Specify when (if ever) parsers should give up

Hoylen · January 3, 2015, 4:28am

All inputs should be parsed

It would be really good if this stance was explicitly stated in the beginning of the specification. That helps sets one’s frame of mind when reading it.

Currently, the only mention of errors is in Section 1.2 where it says, “to make matters worse, because nothing in Markdown counts as a ‘syntax error’, the divergence often isn’t discovered right away.” That could mislead the reader in thinking that it would be useful to have syntax errors and then incorrectly assuming that CommonMark introduces syntax errors.
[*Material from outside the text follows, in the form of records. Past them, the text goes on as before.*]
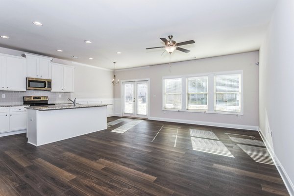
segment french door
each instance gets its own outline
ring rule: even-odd
[[[122,116],[147,118],[149,96],[148,81],[122,83]]]

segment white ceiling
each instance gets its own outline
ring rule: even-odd
[[[108,69],[114,61],[118,69],[168,63],[169,54],[161,55],[164,49],[145,48],[163,46],[159,38],[169,35],[177,42],[196,42],[182,46],[189,53],[173,52],[171,62],[256,50],[276,2],[3,0],[0,35],[10,38],[0,38],[0,47]],[[35,21],[43,25],[33,24]]]

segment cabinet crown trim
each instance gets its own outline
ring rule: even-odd
[[[48,60],[50,60],[50,61],[53,60],[53,58],[52,58],[51,57],[49,57],[48,56],[40,56],[40,55],[36,55],[36,54],[29,54],[28,53],[24,53],[24,54],[23,54],[22,55],[22,56],[23,56],[24,57],[26,57],[26,56],[33,56],[34,57],[48,59]]]

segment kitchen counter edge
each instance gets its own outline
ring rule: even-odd
[[[107,106],[108,104],[91,104],[91,105],[79,105],[74,106],[74,105],[50,105],[45,107],[26,107],[25,108],[30,110],[36,110],[39,111],[48,111],[48,110],[65,110],[68,109],[77,109],[77,108],[84,108],[87,107],[102,107]]]

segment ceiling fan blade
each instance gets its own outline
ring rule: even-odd
[[[177,46],[183,46],[183,45],[186,45],[187,44],[194,44],[195,43],[195,41],[194,40],[189,40],[189,41],[186,41],[186,42],[180,42],[179,43],[177,43],[176,45]]]
[[[147,48],[146,49],[159,49],[160,48],[164,48],[164,46],[160,46],[159,47],[153,47],[153,48]]]
[[[164,43],[166,44],[166,45],[167,45],[168,44],[170,44],[170,42],[169,42],[168,40],[167,40],[166,38],[160,38],[160,39],[161,40],[162,40],[162,41],[163,42],[164,42]]]
[[[186,53],[189,53],[190,52],[190,50],[189,50],[188,49],[186,49],[182,48],[180,48],[180,47],[177,47],[177,48],[175,49],[177,49],[178,50],[180,50],[180,51],[181,51],[182,52],[186,52]]]
[[[162,52],[162,54],[161,54],[161,56],[162,56],[162,55],[163,55],[163,54],[164,54],[164,53],[165,52],[165,51],[167,51],[167,50],[166,50],[165,49],[165,50],[164,50],[164,51],[163,51],[163,52]]]

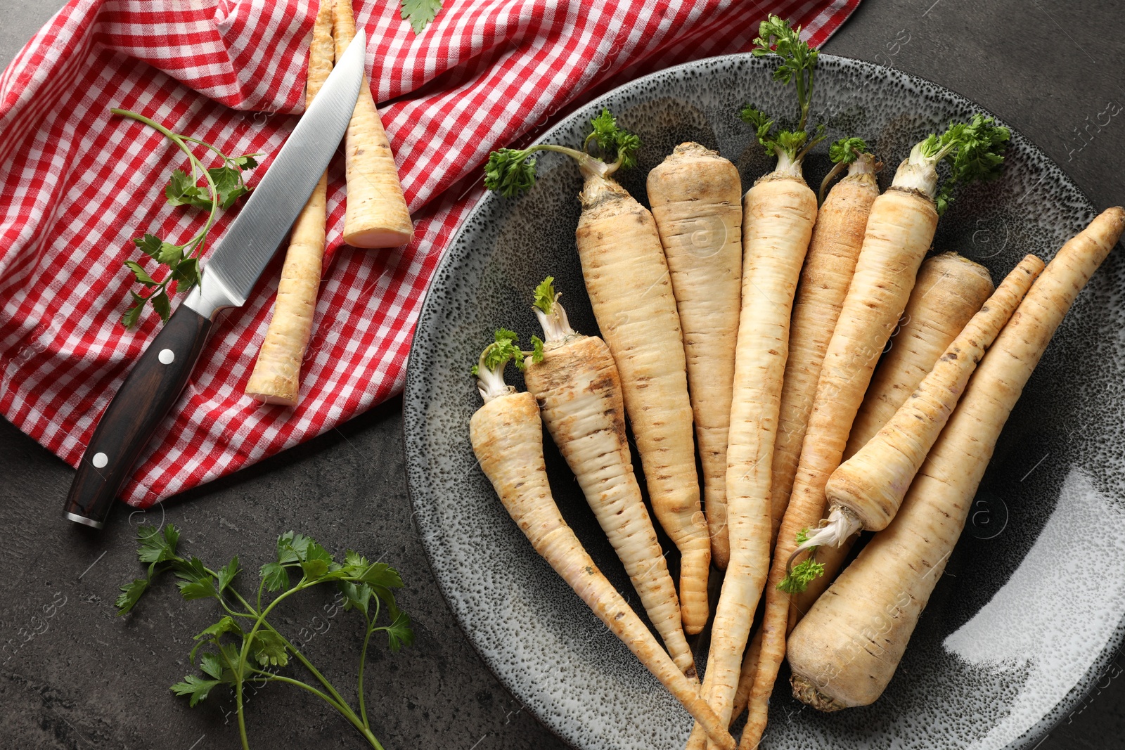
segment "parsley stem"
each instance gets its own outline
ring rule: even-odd
[[[336,701],[333,701],[331,697],[328,697],[324,693],[321,693],[308,683],[303,683],[299,679],[292,679],[291,677],[285,677],[282,675],[274,675],[272,672],[263,671],[261,669],[255,669],[254,667],[251,667],[250,670],[252,672],[263,676],[267,681],[285,683],[287,685],[292,685],[294,687],[299,687],[303,690],[308,690],[309,693],[323,699],[330,706],[339,711],[340,714],[343,715],[343,717],[346,719],[352,724],[352,726],[354,726],[360,731],[360,733],[363,735],[364,739],[367,739],[367,741],[371,744],[371,747],[376,748],[377,750],[382,750],[382,746],[380,746],[379,741],[375,739],[374,734],[371,734],[370,728],[368,728],[363,722],[360,721],[359,716],[356,715],[356,712],[352,711],[351,706],[349,706],[346,703],[339,703]]]
[[[378,615],[376,615],[378,616]],[[371,627],[371,618],[363,613],[363,620],[367,621],[367,634],[363,635],[363,650],[359,652],[359,687],[356,693],[359,695],[359,715],[363,720],[363,726],[371,729],[371,725],[367,721],[367,703],[363,701],[363,665],[367,663],[367,644],[371,640],[371,633],[375,629]]]
[[[266,678],[266,681],[268,681],[268,683],[285,683],[287,685],[292,685],[294,687],[299,687],[303,690],[308,690],[309,693],[312,693],[316,697],[321,698],[322,701],[324,701],[325,703],[327,703],[328,705],[331,705],[333,708],[335,708],[340,713],[344,713],[344,708],[346,706],[342,706],[341,704],[336,703],[335,699],[333,699],[332,697],[325,695],[324,693],[321,693],[320,690],[317,690],[315,687],[313,687],[308,683],[304,683],[304,681],[302,681],[299,679],[292,679],[291,677],[285,677],[284,675],[274,675],[273,672],[268,672],[268,671],[266,671],[263,669],[256,669],[254,667],[251,667],[250,671],[253,672],[253,674],[255,674],[255,675],[261,675],[262,677]]]
[[[138,112],[134,112],[134,111],[128,110],[128,109],[118,109],[117,107],[111,108],[109,111],[111,111],[115,115],[120,115],[122,117],[129,117],[132,119],[137,120],[138,123],[144,123],[145,125],[147,125],[148,127],[153,128],[154,130],[163,134],[165,138],[168,138],[169,141],[171,141],[172,143],[174,143],[180,148],[180,151],[182,151],[184,154],[188,155],[188,160],[191,162],[191,169],[192,170],[198,169],[200,172],[202,172],[204,179],[207,180],[207,190],[208,190],[208,192],[210,192],[212,210],[210,210],[210,214],[207,215],[207,223],[204,225],[204,228],[199,232],[199,234],[197,234],[195,237],[192,237],[187,243],[187,244],[191,245],[191,250],[188,252],[188,257],[191,257],[192,255],[198,255],[198,254],[202,253],[202,244],[207,240],[207,232],[212,228],[212,225],[215,223],[215,217],[218,215],[218,202],[219,202],[218,201],[218,188],[215,187],[215,180],[212,179],[210,172],[208,172],[204,168],[202,162],[200,162],[199,159],[195,155],[195,153],[191,151],[191,147],[188,146],[187,143],[184,143],[186,138],[183,136],[180,136],[180,135],[178,135],[176,133],[172,133],[171,130],[169,130],[166,127],[164,127],[163,125],[161,125],[156,120],[154,120],[152,118],[148,118],[148,117],[145,117],[144,115],[141,115]],[[188,141],[194,141],[194,142],[198,143],[198,141],[196,141],[195,138],[187,138],[187,139]],[[205,145],[208,145],[208,144],[205,144]],[[214,147],[214,146],[212,146],[212,147]],[[225,159],[225,156],[224,156],[224,159]],[[163,288],[164,284],[168,283],[168,280],[170,278],[171,278],[171,275],[169,275],[169,277],[166,277],[164,279],[164,281],[162,283],[162,288]],[[187,291],[187,290],[186,289],[181,289],[180,291]]]
[[[217,576],[217,575],[216,575],[216,573],[215,573],[215,572],[214,572],[213,570],[208,570],[208,569],[206,569],[206,568],[205,568],[205,570],[207,570],[207,572],[208,572],[208,573],[210,573],[212,576],[215,576],[216,578],[218,578],[218,576]],[[262,584],[261,584],[261,585],[260,585],[260,586],[258,587],[258,609],[261,609],[261,608],[262,608],[262,587],[263,587],[264,585],[266,585],[266,581],[263,580],[263,581],[262,581]],[[235,597],[236,597],[236,598],[238,599],[238,602],[241,602],[241,603],[242,603],[242,606],[246,607],[246,609],[248,609],[248,611],[250,611],[251,613],[253,613],[253,614],[249,614],[249,615],[245,615],[245,614],[237,614],[237,613],[235,613],[234,611],[232,611],[232,609],[230,609],[230,608],[227,607],[227,611],[228,611],[228,612],[231,612],[231,614],[233,614],[233,615],[236,615],[236,616],[240,616],[240,617],[254,617],[254,618],[256,618],[256,617],[259,616],[259,613],[258,613],[258,612],[256,612],[256,611],[255,611],[255,609],[254,609],[253,607],[251,607],[251,606],[250,606],[250,603],[249,603],[249,602],[246,602],[246,599],[245,599],[245,598],[243,598],[242,594],[240,594],[240,593],[237,591],[237,589],[235,589],[235,588],[234,588],[234,587],[232,586],[232,587],[230,587],[230,589],[228,589],[228,590],[230,590],[230,591],[231,591],[232,594],[234,594],[234,596],[235,596]],[[220,599],[220,600],[222,600],[222,599]],[[224,607],[226,607],[226,603],[225,603],[225,602],[223,603],[223,606],[224,606]],[[377,604],[377,606],[378,606],[378,604]],[[317,680],[317,681],[318,681],[318,683],[320,683],[321,685],[323,685],[323,686],[324,686],[324,689],[326,689],[326,690],[327,690],[327,692],[328,692],[330,694],[332,694],[332,696],[333,696],[333,697],[334,697],[334,698],[335,698],[336,701],[339,701],[340,703],[342,703],[342,704],[346,705],[346,702],[345,702],[345,701],[343,699],[343,697],[341,697],[340,693],[339,693],[339,692],[336,690],[336,688],[335,688],[335,687],[334,687],[334,686],[332,685],[332,683],[330,683],[330,681],[328,681],[328,679],[327,679],[327,678],[326,678],[326,677],[325,677],[324,675],[322,675],[322,674],[321,674],[321,671],[320,671],[320,670],[318,670],[318,669],[317,669],[316,667],[314,667],[314,666],[313,666],[313,662],[312,662],[312,661],[309,661],[309,660],[308,660],[308,659],[307,659],[307,658],[305,657],[305,654],[304,654],[304,653],[302,653],[300,651],[298,651],[298,650],[297,650],[297,647],[295,647],[295,645],[294,645],[294,644],[292,644],[292,643],[291,643],[291,642],[289,641],[289,639],[287,639],[287,638],[286,638],[285,635],[282,635],[282,634],[281,634],[281,633],[280,633],[280,632],[279,632],[279,631],[278,631],[278,630],[277,630],[276,627],[273,627],[273,625],[271,625],[270,623],[266,622],[266,620],[264,620],[264,618],[263,618],[263,620],[261,621],[261,624],[262,624],[262,625],[264,625],[267,630],[269,630],[270,632],[272,632],[272,633],[273,633],[274,635],[277,635],[277,636],[278,636],[279,639],[281,639],[281,643],[284,643],[284,644],[285,644],[285,647],[286,647],[287,649],[289,649],[289,651],[291,651],[291,652],[292,652],[292,656],[297,658],[297,661],[299,661],[299,662],[302,663],[302,666],[304,666],[304,667],[305,667],[305,669],[307,669],[307,670],[308,670],[308,671],[309,671],[309,672],[310,672],[310,674],[313,675],[313,677],[315,677],[315,678],[316,678],[316,680]]]
[[[242,750],[250,750],[250,738],[246,737],[246,714],[242,710],[242,674],[235,670],[234,676],[234,707],[238,716],[238,739],[242,740]]]

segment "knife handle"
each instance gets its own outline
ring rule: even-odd
[[[188,383],[212,320],[180,305],[98,421],[66,495],[63,517],[101,528],[152,433]]]

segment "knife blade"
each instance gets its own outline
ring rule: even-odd
[[[245,304],[332,161],[363,82],[364,53],[358,31],[212,252],[199,283],[106,407],[68,493],[64,518],[94,528],[105,524],[133,464],[191,377],[216,316]]]

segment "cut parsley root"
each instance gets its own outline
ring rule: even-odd
[[[822,136],[808,133],[817,52],[800,29],[771,16],[759,27],[755,54],[781,58],[775,74],[795,83],[795,130],[774,134],[773,120],[750,107],[742,119],[777,159],[742,199],[742,295],[735,350],[734,399],[727,445],[727,527],[730,562],[711,631],[703,692],[729,724],[754,611],[770,571],[770,480],[789,346],[790,311],[817,220],[817,196],[801,174],[804,156]],[[776,46],[776,49],[773,47]],[[694,731],[688,748],[701,746]]]
[[[543,427],[536,397],[516,392],[504,382],[504,365],[511,360],[518,367],[523,362],[513,336],[511,332],[498,331],[496,341],[485,347],[474,367],[484,406],[469,419],[469,436],[480,469],[536,552],[692,716],[706,726],[716,743],[734,750],[735,740],[700,698],[698,683],[686,677],[660,648],[562,519],[547,480]]]
[[[956,253],[942,253],[922,262],[891,349],[880,356],[852,424],[844,459],[852,458],[874,437],[902,406],[992,291],[988,269]],[[857,534],[853,534],[839,546],[817,549],[816,570],[804,576],[804,590],[792,594],[790,599],[790,631],[832,582],[856,539]],[[820,575],[811,576],[816,571]]]
[[[122,325],[126,328],[132,328],[136,325],[145,304],[151,304],[161,319],[168,322],[168,317],[172,314],[171,296],[174,293],[169,291],[169,284],[174,281],[176,291],[187,291],[199,281],[199,257],[202,255],[204,246],[207,242],[207,233],[215,223],[215,217],[218,216],[218,209],[230,208],[238,198],[251,191],[251,188],[246,186],[243,179],[242,172],[243,170],[258,166],[254,157],[261,156],[261,154],[227,156],[212,144],[198,138],[172,133],[160,123],[144,115],[117,108],[112,108],[109,111],[122,117],[135,119],[138,123],[144,123],[161,133],[165,138],[174,143],[180,151],[187,154],[191,164],[191,173],[173,170],[172,177],[164,188],[164,197],[169,206],[194,206],[207,211],[207,223],[204,224],[204,228],[181,245],[165,242],[153,234],[145,234],[143,237],[137,237],[133,241],[133,244],[140,247],[145,255],[168,269],[163,280],[156,281],[153,279],[152,274],[141,266],[140,261],[125,261],[125,266],[133,272],[136,281],[145,287],[145,293],[138,295],[129,290],[129,295],[133,297],[133,305],[122,315]],[[191,151],[191,146],[188,145],[189,143],[214,152],[223,160],[223,165],[210,169],[205,168],[199,157]],[[200,179],[207,182],[206,192],[198,184]]]
[[[1020,261],[883,428],[832,472],[825,486],[828,523],[798,549],[816,546],[822,535],[843,540],[861,527],[886,528],[976,363],[1042,270],[1043,261],[1034,255]]]
[[[989,349],[894,521],[789,639],[793,695],[821,711],[873,703],[942,577],[997,437],[1074,298],[1125,228],[1110,208],[1070,240]]]
[[[636,159],[640,141],[609,110],[592,120],[583,150],[539,144],[502,148],[488,157],[485,187],[515,196],[536,182],[533,156],[554,151],[574,159],[585,180],[575,238],[586,291],[621,374],[626,412],[657,521],[681,554],[684,630],[703,630],[711,537],[700,507],[692,406],[680,314],[652,215],[612,175]],[[604,159],[596,159],[596,147]]]
[[[336,60],[354,36],[351,0],[336,0],[333,25]],[[414,224],[367,75],[344,136],[344,168],[348,179],[344,242],[352,247],[397,247],[408,243],[414,237]]]
[[[672,660],[695,678],[676,586],[630,463],[618,368],[604,341],[570,327],[554,281],[547,277],[536,288],[534,310],[543,338],[536,340],[531,361],[524,360],[528,392],[539,403],[547,432],[578,480]]]
[[[765,730],[766,705],[785,657],[790,594],[820,572],[809,559],[794,569],[795,575],[790,573],[798,534],[814,526],[825,513],[825,484],[840,463],[875,361],[906,308],[954,186],[997,177],[1008,135],[1007,128],[980,115],[969,123],[951,124],[942,135],[915,145],[891,187],[872,205],[855,274],[821,365],[793,491],[777,533],[766,584],[762,656],[741,740],[745,748],[755,747]],[[942,162],[948,163],[951,174],[939,187],[936,168]]]
[[[682,143],[648,173],[647,187],[683,329],[711,562],[724,570],[730,558],[727,432],[741,299],[742,183],[718,152]]]
[[[847,164],[848,174],[820,206],[793,299],[789,356],[771,468],[771,543],[777,536],[777,527],[789,505],[820,364],[855,272],[871,205],[879,195],[875,160],[863,153],[866,150],[867,144],[858,138],[832,144],[832,160],[837,165]]]
[[[313,25],[313,43],[308,51],[308,84],[305,106],[332,72],[335,53],[332,40],[332,0],[321,0]],[[297,405],[300,390],[300,364],[313,333],[316,295],[321,289],[321,264],[324,259],[327,222],[328,173],[313,189],[289,235],[289,249],[281,266],[281,280],[273,301],[273,317],[266,340],[258,351],[254,371],[246,382],[245,394],[266,404]]]

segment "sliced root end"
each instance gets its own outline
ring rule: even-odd
[[[297,397],[289,396],[288,394],[259,394],[252,390],[246,390],[246,396],[260,404],[270,404],[271,406],[297,406]]]
[[[382,247],[400,247],[414,238],[413,229],[402,232],[398,229],[358,229],[356,232],[344,231],[344,242],[352,247],[363,250],[378,250]]]

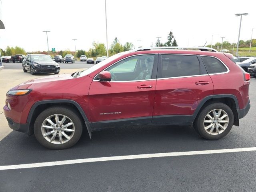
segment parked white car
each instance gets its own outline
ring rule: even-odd
[[[228,50],[227,49],[222,49],[222,50],[220,50],[220,52],[229,52],[229,50]]]
[[[86,60],[87,60],[87,57],[86,57],[86,55],[81,55],[80,57],[80,61],[86,61]]]

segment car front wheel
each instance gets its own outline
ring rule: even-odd
[[[222,103],[212,102],[200,112],[194,126],[204,138],[214,140],[228,133],[234,120],[233,112],[228,106]]]
[[[63,149],[73,146],[80,138],[82,131],[78,113],[68,107],[46,109],[38,116],[34,126],[37,140],[51,149]]]

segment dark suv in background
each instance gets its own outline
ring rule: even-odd
[[[27,55],[23,60],[22,68],[23,72],[29,71],[32,75],[41,73],[54,73],[57,74],[60,71],[59,64],[49,56],[41,54]]]
[[[83,131],[123,126],[193,125],[206,139],[224,137],[250,108],[250,74],[231,54],[174,48],[140,48],[20,84],[6,94],[9,126],[54,149]]]

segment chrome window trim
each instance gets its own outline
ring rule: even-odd
[[[215,58],[217,59],[219,61],[220,61],[220,62],[222,63],[223,64],[223,65],[224,65],[224,66],[225,67],[226,67],[226,69],[227,69],[227,71],[225,72],[222,72],[221,73],[211,73],[211,74],[208,73],[208,74],[209,75],[219,75],[219,74],[225,74],[225,73],[229,73],[229,72],[230,71],[230,70],[229,70],[229,68],[228,68],[228,66],[226,65],[226,64],[224,63],[224,62],[223,62],[222,61],[220,60],[220,59],[219,59],[218,57],[214,57],[214,56],[208,56],[208,55],[200,55],[200,57],[202,57],[202,56],[213,57],[214,58]],[[201,57],[201,58],[202,58],[202,57]],[[203,60],[202,58],[202,60],[203,61],[203,62],[204,62],[204,60]],[[205,67],[205,68],[206,68],[206,67]],[[207,70],[207,69],[206,68],[206,71]],[[208,72],[207,71],[207,73]]]
[[[108,69],[108,68],[109,68],[111,66],[112,66],[112,65],[114,65],[115,64],[116,64],[116,63],[122,61],[123,60],[124,60],[126,59],[127,59],[127,58],[129,58],[130,57],[134,57],[135,56],[139,56],[140,55],[153,55],[154,56],[157,54],[159,54],[158,53],[145,53],[145,54],[136,54],[136,55],[131,55],[128,57],[127,57],[124,58],[122,58],[122,59],[121,59],[121,60],[119,60],[118,61],[117,61],[116,62],[113,63],[113,64],[112,64],[111,65],[108,66],[108,67],[107,67],[106,68],[105,68],[105,69],[104,69],[103,70],[102,70],[101,71],[104,71],[105,70],[106,70]],[[153,65],[153,67],[154,67],[154,65]],[[92,81],[99,81],[100,82],[136,82],[137,81],[150,81],[150,80],[156,80],[156,79],[144,79],[144,80],[130,80],[130,81],[100,81],[99,80],[97,80],[95,79],[95,78],[96,78],[96,77],[97,76],[98,76],[98,75],[100,73],[98,73],[97,75],[96,75],[93,78],[93,80],[92,80]],[[152,74],[151,74],[151,75],[152,75]]]
[[[218,60],[219,60],[221,63],[222,63],[222,64],[223,64],[223,65],[224,65],[224,66],[228,70],[225,72],[221,72],[221,73],[214,73],[214,74],[204,74],[203,75],[190,75],[190,76],[180,76],[179,77],[166,77],[166,78],[157,78],[157,80],[160,80],[160,79],[176,79],[176,78],[187,78],[187,77],[198,77],[198,76],[206,76],[206,75],[218,75],[220,74],[224,74],[225,73],[228,73],[228,72],[230,72],[230,70],[229,70],[229,68],[228,67],[228,66],[222,62],[222,61],[220,60],[220,59],[219,59],[217,57],[215,57],[214,56],[208,56],[208,55],[198,55],[198,54],[176,54],[175,53],[160,53],[159,54],[161,54],[161,55],[187,55],[187,56],[200,56],[200,57],[201,57],[201,56],[205,56],[206,57],[214,57],[214,58],[216,58],[217,59],[218,59]],[[202,60],[202,61],[203,62],[204,62],[204,61],[202,60],[203,59],[201,58],[201,59]],[[207,71],[207,70],[206,70]],[[208,72],[207,72],[207,73]]]

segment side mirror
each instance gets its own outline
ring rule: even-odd
[[[108,71],[102,71],[99,74],[98,79],[102,81],[111,81],[111,74]]]

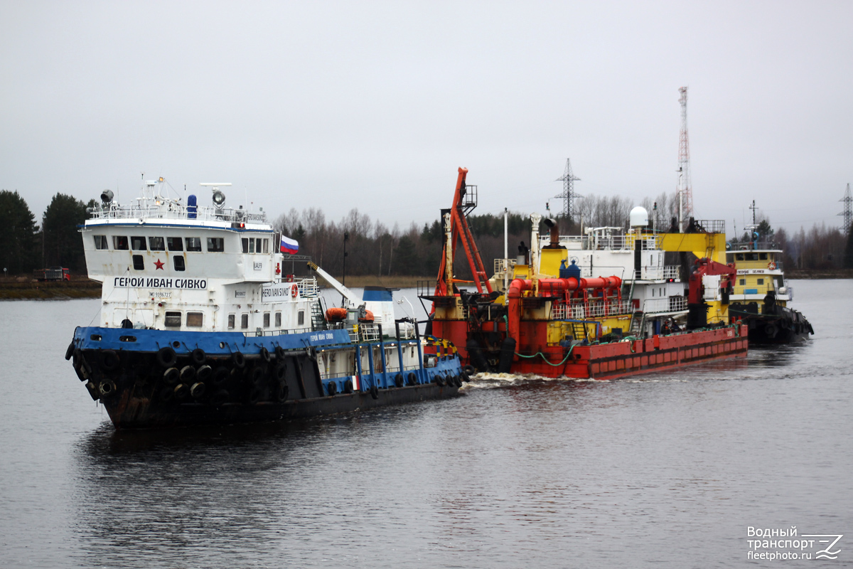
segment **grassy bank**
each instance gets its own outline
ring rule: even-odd
[[[2,300],[67,300],[68,299],[100,299],[101,283],[86,277],[61,281],[39,282],[30,277],[0,278]]]

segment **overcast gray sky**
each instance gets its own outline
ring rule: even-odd
[[[277,215],[435,219],[676,188],[688,85],[696,217],[836,214],[853,182],[853,3],[0,0],[0,188],[136,197],[231,182]]]

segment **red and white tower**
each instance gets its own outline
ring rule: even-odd
[[[678,227],[684,230],[693,215],[693,188],[690,185],[690,144],[688,142],[688,88],[680,87],[682,131],[678,137]]]

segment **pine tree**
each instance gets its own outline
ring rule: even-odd
[[[17,191],[0,190],[0,269],[28,273],[41,263],[36,250],[36,221]]]

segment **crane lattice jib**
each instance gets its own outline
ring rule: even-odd
[[[468,173],[467,168],[459,169],[459,176],[456,177],[456,191],[453,196],[453,206],[450,208],[450,247],[452,257],[451,258],[456,258],[456,242],[461,240],[462,242],[462,248],[465,249],[465,255],[468,259],[468,266],[471,269],[471,274],[474,279],[474,284],[477,285],[477,291],[480,294],[491,293],[491,284],[489,282],[489,277],[485,273],[485,267],[483,264],[483,259],[480,258],[479,250],[477,248],[477,243],[474,241],[473,236],[471,235],[471,229],[468,227],[467,218],[466,215],[471,212],[474,207],[477,206],[476,195],[474,194],[469,195],[468,189],[475,189],[474,186],[466,186],[465,177]],[[473,198],[473,199],[472,199]],[[444,243],[444,247],[447,247],[447,243]],[[447,270],[446,262],[447,255],[446,251],[444,251],[441,256],[441,265],[438,267],[438,279],[436,282],[435,293],[436,296],[447,296],[453,294],[452,287],[448,290],[448,284],[445,282],[444,275]]]

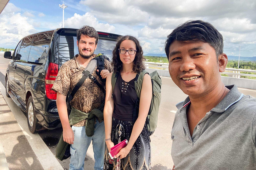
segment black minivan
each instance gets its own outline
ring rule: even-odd
[[[5,77],[6,95],[26,112],[31,133],[61,127],[56,105],[57,93],[51,89],[60,66],[78,53],[77,29],[60,28],[26,37],[11,56]],[[110,59],[120,36],[98,32],[99,40],[94,53]]]

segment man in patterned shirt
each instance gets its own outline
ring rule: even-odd
[[[85,26],[78,30],[77,39],[79,54],[61,66],[52,89],[57,92],[56,103],[62,125],[63,140],[71,144],[70,170],[83,169],[87,150],[92,140],[95,162],[94,169],[102,170],[105,138],[103,118],[94,119],[94,134],[89,137],[86,133],[86,127],[88,123],[86,123],[87,119],[80,120],[78,118],[73,119],[81,121],[75,121],[76,124],[71,128],[70,125],[70,125],[71,122],[69,121],[68,116],[66,96],[69,91],[70,93],[72,91],[82,78],[82,72],[88,63],[96,56],[93,53],[97,46],[99,36],[93,28]],[[96,71],[98,71],[96,70],[97,68],[92,74],[104,87],[105,85],[99,76],[106,78],[110,72],[113,71],[110,62],[105,59],[104,65],[106,69],[101,72],[100,76],[96,74]],[[102,90],[90,78],[87,78],[74,95],[70,104],[72,109],[88,113],[93,109],[102,107],[105,99],[105,95]]]

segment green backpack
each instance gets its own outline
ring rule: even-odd
[[[138,98],[135,103],[135,106],[134,106],[133,113],[133,121],[134,123],[138,118],[140,92],[142,87],[143,78],[145,74],[148,74],[148,72],[145,70],[143,70],[139,74],[137,73],[135,78],[134,81],[135,89],[136,93],[137,94]],[[112,74],[111,82],[113,92],[115,88],[116,80],[119,74],[119,72],[113,73]],[[150,136],[155,131],[157,124],[159,106],[161,101],[162,80],[156,71],[149,74],[149,75],[151,77],[151,82],[152,83],[152,98],[151,100],[151,104],[148,116],[146,119],[146,122],[148,127],[148,130]]]

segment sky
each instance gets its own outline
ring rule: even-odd
[[[0,47],[14,48],[21,38],[61,28],[60,0],[10,0],[0,14]],[[222,34],[228,55],[256,56],[255,0],[66,0],[65,28],[83,25],[131,35],[144,53],[163,54],[167,36],[179,25],[201,20]]]

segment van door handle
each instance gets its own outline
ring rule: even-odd
[[[16,70],[16,66],[17,66],[17,64],[16,63],[14,63],[12,65],[12,68],[14,70]]]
So essentially there is no such thing as invalid CommonMark. Any sequence of characters is valid CommonMark; and any conforming parser must successfully consume it. The results might not be what the document author had intended, but it won’t be “wrong” as far as CommonMark syntax is concerned. Same for output: any program that generates any sequence of characters generates valid CommonMark.

There are inputs that raise errors, but those errors occur outside of CommonMark parsing. For example, malformed UTF-8 encodings – which is outside the scope of CommonMark, since CommonMark operates on Unicode characters and not bytes. Perhaps the presence of U+0000 can be pushed outside the scope of CommonMark? Anko could define the behaviour of his “bytes to characters” converter to flag U+0000 as invalid input, before it is passed to the CommonMark parser.

P.S. What does “replace the Unicode character” mean: replace it with what? To avoid confusion, how are making “must strip” the only way to handle U+0000?